VARDAMAN — A dry September put a damper on Mississippi sweet potato production, but the rain in early October may help the crop remaining in the field.
Stephen Meyers, sweet potato specialist with the Mississippi State University Extension Service, said sweet potato fields received about an inch of rain Oct. 3.
“We’re optimistic that this rain will help size up the storage roots, but because of muddy conditions, producers will probably be out of the field for two days, and then resume harvest,” Meyers said.
Soil conditions when the crop was transplanted in May and June resulted in a mixed bag of yield and quality for Mississippi’s sweet potatoes.
“The transplant conditions go a long way to determine what kind of crop it will be, and Mississippi growers set transplants into everything from mud to hot, dry soil,” Meyers said.
The U.S. Department of Agriculture estimated almost half the state’s sweet potatoes were in good condition by the end of September; 30 percent were fair and 22 percent were excellent. The crop was 41 percent harvested by that point, making it slightly behind a normal harvest schedule.
The bulk of Mississippi’s sweet potato production is grown within a 40-mile radius of Vardaman in Calhoun County. Coming off excellent yields in 2013, producers increased planted acreage 22 percent to 22,500 acres this year, but weather conditions did not allow a bin-busting crop.
“We had a cooler year, especially in July, so we probably lost some growing days,” Meyers said. “Because we had fairly consistent rainfall throughout the season, there weren’t long periods when the crop was just sitting there, waiting for rain.”
The rain dried up in August, and the crop was mostly dry through September. This limited the size of the potatoes.
“Most of our growers could use some rain right now to help size up the roots that are still in the field and to soften up the soil to reduce the skinning on what’s being harvested now,” he said.
Benny Graves, executive director of the Mississippi Sweet Potato Council, said the crop being harvested is beautiful but small. Producers have not pushed to harvest quickly and are trying to allow time for a rain to fall.
“It would take 2 inches of rain to make a difference,” Graves said. “If we get that rain, they’ll push pretty hard to harvest quickly and hope the size improves some.”
When harvest continues into November, producers run the risk of losing some of the crop when cold rains make fields too muddy for harvest.

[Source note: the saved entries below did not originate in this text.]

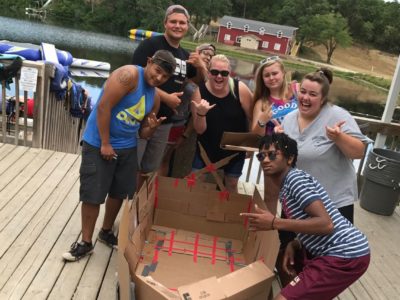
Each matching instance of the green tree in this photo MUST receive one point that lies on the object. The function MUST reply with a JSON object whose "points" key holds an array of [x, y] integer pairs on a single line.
{"points": [[329, 30]]}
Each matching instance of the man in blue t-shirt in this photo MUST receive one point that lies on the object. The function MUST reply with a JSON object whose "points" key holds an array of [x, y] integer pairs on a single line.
{"points": [[127, 106], [335, 253]]}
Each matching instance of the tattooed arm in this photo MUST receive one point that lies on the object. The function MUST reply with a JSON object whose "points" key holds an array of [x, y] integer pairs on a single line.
{"points": [[121, 82]]}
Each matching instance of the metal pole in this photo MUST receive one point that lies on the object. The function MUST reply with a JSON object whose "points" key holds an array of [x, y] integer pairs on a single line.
{"points": [[390, 104]]}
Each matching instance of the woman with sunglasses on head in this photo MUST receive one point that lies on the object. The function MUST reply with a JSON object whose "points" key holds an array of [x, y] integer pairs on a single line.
{"points": [[328, 140], [217, 108], [274, 97]]}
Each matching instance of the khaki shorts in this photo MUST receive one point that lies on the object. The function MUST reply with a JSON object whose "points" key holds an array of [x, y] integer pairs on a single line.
{"points": [[100, 177]]}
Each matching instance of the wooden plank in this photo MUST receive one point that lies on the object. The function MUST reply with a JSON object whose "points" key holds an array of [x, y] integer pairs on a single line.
{"points": [[14, 186], [12, 206], [109, 285], [92, 277], [91, 283], [5, 150], [8, 161], [30, 249], [13, 226], [346, 295], [18, 167], [70, 226], [70, 276]]}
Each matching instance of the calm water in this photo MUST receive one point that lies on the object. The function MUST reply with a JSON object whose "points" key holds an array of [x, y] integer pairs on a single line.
{"points": [[118, 51]]}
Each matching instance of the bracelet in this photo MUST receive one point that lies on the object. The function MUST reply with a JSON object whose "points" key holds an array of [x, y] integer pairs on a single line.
{"points": [[261, 124]]}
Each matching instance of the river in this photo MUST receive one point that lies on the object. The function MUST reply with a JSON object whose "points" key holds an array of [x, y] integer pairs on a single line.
{"points": [[356, 97]]}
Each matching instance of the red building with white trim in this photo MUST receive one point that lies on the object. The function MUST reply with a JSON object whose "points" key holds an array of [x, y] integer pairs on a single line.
{"points": [[256, 35]]}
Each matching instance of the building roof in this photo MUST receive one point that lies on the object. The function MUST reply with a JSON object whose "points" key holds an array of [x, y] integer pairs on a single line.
{"points": [[255, 26], [253, 36]]}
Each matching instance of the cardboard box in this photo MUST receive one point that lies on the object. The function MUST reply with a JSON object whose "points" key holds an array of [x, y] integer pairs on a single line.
{"points": [[181, 239], [240, 141]]}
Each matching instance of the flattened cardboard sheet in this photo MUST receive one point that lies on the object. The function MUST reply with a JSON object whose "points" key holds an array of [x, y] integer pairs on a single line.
{"points": [[240, 141], [208, 289], [175, 257]]}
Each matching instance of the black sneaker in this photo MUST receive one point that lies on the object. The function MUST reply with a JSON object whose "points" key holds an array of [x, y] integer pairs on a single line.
{"points": [[108, 238], [78, 250]]}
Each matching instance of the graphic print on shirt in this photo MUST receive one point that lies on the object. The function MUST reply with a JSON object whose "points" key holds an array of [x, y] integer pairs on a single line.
{"points": [[133, 115], [180, 71], [280, 111]]}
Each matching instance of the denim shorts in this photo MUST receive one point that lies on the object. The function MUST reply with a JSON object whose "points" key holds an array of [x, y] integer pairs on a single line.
{"points": [[100, 177], [151, 151]]}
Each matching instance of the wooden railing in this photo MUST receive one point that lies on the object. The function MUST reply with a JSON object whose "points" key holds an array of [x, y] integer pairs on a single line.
{"points": [[51, 126]]}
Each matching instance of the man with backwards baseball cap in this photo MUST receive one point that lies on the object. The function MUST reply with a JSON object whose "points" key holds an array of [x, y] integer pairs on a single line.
{"points": [[176, 24], [127, 106]]}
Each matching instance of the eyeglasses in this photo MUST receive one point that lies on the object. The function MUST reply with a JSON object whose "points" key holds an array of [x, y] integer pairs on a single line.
{"points": [[224, 73], [271, 155], [269, 59], [207, 52]]}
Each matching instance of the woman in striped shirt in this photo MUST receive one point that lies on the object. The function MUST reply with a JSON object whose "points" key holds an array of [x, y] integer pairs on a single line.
{"points": [[334, 252]]}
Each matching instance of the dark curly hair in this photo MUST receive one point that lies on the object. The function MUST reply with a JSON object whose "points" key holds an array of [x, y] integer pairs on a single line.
{"points": [[282, 142]]}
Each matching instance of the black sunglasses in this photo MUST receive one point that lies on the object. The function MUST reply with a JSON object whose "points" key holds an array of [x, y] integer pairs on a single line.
{"points": [[271, 155], [224, 73]]}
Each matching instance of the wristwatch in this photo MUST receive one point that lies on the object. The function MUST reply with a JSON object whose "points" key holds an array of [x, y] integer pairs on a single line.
{"points": [[261, 124]]}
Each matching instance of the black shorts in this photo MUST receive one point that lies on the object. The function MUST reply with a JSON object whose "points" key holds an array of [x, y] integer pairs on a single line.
{"points": [[99, 177]]}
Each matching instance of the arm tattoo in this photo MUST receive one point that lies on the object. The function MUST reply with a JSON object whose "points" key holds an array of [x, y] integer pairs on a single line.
{"points": [[125, 77]]}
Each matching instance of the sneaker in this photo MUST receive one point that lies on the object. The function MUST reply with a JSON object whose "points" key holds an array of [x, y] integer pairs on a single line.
{"points": [[108, 238], [78, 250]]}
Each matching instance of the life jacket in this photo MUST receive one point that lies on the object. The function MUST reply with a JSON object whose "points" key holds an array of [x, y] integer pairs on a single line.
{"points": [[78, 102], [7, 73], [58, 84]]}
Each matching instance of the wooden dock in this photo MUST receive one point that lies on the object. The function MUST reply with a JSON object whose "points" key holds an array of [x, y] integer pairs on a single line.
{"points": [[40, 219]]}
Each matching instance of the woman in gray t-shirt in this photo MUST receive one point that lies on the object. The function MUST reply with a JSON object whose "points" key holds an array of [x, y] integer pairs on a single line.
{"points": [[328, 139]]}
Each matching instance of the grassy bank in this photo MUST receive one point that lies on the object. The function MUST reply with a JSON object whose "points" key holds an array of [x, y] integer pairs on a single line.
{"points": [[303, 67]]}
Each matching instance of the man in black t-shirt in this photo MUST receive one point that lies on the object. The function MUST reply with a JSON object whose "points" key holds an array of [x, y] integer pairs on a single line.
{"points": [[176, 24]]}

“This year we were about 10 days to two weeks late getting started on harvest, so we’ll need every day of October to dig them out,” Graves said.
This year saw many sweet potato growers employ a crop rotation system with sorghum.
“We know grain sorghum is not a big money-maker, but it is excellent for nematode control, and that benefits sweet potatoes,” he said. “If you have a general farm plan and can include some grain sorghum, you will improve your sweet potato yields the next time they grow on that field.”
Beauregard has long been the main variety grown in Mississippi, but this year, the new variety Orleans has gained a lot of ground.
“Some of our highest-quality and highest-yielding fields so far this year have been Orleans,” Graves said. “Orleans is a Beauregard-type sweet potato, and you can’t tell a flavor difference between the two.”
Alba Collart, Extension agricultural economist, said 2014 Mississippi sweet potato prices are up from last year’s.
“Sweet potatoes from Mississippi, including different varieties and grades, have been sold at an average wholesale price of $21.60 per 40-pound carton,” Collart said. “In 2013, sweet potatoes from Mississippi, including different varieties and grades, were sold at an average wholesale price of $16.30 per 40-pound carton.”